魔念村殺人事件
「あの、石川さん。俺思い出したことがあるんです。全然関係ないことかもしれませんけど」


「どんなことかな?」


 陸は立ちあがった腰を下ろし、布団の横に座った。

 正信は何度か深呼吸をしてから、ぽつりぽつりと語りだした。


「あの日……最後に見た美紀の顔。この村に帰ってきてから、最後に見た美紀の顔はいつだったんだろうって考えてました。それでさっきようやく思い出したんです」


 そこまで云うと苦しそうな顔をして、正信は目を閉じた。

 風邪の熱で苦しいのか、それとも美紀の最後の顔を思い出し苦しいのか、俺には判断がつかなかった。

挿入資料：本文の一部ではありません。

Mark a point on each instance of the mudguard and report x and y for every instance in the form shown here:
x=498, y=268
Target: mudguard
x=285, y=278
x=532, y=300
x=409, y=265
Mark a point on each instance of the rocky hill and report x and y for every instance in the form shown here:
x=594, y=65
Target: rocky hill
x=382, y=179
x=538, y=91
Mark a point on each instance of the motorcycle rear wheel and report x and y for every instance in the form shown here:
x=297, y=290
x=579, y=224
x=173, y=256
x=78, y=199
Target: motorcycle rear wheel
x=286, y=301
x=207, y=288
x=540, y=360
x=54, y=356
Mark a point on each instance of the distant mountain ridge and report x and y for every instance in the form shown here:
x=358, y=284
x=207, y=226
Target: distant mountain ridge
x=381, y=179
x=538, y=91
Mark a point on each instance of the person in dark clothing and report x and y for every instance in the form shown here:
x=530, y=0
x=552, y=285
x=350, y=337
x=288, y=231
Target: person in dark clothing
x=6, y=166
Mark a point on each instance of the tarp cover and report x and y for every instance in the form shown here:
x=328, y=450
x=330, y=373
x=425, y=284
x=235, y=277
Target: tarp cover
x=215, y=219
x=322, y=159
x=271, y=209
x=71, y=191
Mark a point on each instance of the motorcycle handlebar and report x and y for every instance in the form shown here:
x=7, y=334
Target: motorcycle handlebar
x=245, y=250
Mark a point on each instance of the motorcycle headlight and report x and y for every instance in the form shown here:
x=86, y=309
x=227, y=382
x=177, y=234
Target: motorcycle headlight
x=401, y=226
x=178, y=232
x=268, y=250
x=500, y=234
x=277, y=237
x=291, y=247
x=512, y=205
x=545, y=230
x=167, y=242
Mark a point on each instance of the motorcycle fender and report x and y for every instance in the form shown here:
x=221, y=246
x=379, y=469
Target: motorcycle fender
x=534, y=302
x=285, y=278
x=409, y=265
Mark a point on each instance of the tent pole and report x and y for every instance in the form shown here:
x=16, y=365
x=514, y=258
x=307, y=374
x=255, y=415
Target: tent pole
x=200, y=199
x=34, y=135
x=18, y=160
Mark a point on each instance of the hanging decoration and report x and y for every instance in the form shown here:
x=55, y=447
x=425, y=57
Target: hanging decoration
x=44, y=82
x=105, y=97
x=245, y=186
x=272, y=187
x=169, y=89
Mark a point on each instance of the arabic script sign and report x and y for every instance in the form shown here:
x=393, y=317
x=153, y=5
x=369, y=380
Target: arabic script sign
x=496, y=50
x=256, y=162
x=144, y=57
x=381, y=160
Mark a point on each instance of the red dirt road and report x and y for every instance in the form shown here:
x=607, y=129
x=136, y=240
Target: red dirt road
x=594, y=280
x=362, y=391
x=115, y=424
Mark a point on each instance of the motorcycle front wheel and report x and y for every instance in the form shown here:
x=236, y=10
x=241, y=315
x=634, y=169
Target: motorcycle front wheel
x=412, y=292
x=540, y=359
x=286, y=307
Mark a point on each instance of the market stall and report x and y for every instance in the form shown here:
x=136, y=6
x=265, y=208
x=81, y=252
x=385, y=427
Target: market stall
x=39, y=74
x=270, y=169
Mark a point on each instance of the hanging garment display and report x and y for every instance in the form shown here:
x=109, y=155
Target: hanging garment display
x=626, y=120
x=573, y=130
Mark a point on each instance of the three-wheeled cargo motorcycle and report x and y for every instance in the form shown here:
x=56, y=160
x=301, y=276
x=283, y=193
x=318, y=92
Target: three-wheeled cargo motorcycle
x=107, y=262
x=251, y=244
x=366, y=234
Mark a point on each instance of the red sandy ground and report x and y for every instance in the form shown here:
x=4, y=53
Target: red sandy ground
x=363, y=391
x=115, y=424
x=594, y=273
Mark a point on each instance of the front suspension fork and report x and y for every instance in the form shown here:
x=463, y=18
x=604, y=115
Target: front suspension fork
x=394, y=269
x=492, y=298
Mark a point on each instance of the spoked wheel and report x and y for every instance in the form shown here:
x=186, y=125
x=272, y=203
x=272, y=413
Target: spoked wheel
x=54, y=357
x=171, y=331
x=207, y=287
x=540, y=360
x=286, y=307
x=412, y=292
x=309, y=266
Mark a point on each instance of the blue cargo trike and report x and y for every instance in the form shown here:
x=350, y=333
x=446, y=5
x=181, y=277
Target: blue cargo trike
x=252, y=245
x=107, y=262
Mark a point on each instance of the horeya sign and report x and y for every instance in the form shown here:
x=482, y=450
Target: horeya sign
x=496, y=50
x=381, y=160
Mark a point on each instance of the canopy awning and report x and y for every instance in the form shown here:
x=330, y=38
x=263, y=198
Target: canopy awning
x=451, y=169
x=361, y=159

「花……俺達四人で花を摘んでいたあの日。俺は夢中で、美紀にプレゼントしたくて、花を摘みながら首飾りを作っていたんです。それで、ふと美紀の顔が見たくて顔を上げると、少し離れた場所に鈴音と美紀が立ってて……何かを話しているようでした。その少し後ろに真優が立ってて、真優が落ち着かない様子で、おどおどしているのが見えました。鈴音と話している美紀の顔は真剣で……寂しげな、何ともいえない表情をしていたように思います。それが最後に見た美紀だったんですよね……」


 鈴音と美紀はどんな会話をしていたのだろう。そして、その会話を聞いていたであろう真優は、何故落ち着かない様子だったのか。

 そこまで話すと正信は熱のせいか眠ったようだったので、陸はそっと立ち上がり部屋を出た。

 鈴音に訊いて、答えてもらえるだろうか。

 陸は薄暗い廊下を歩き、お茶の間に入って行った。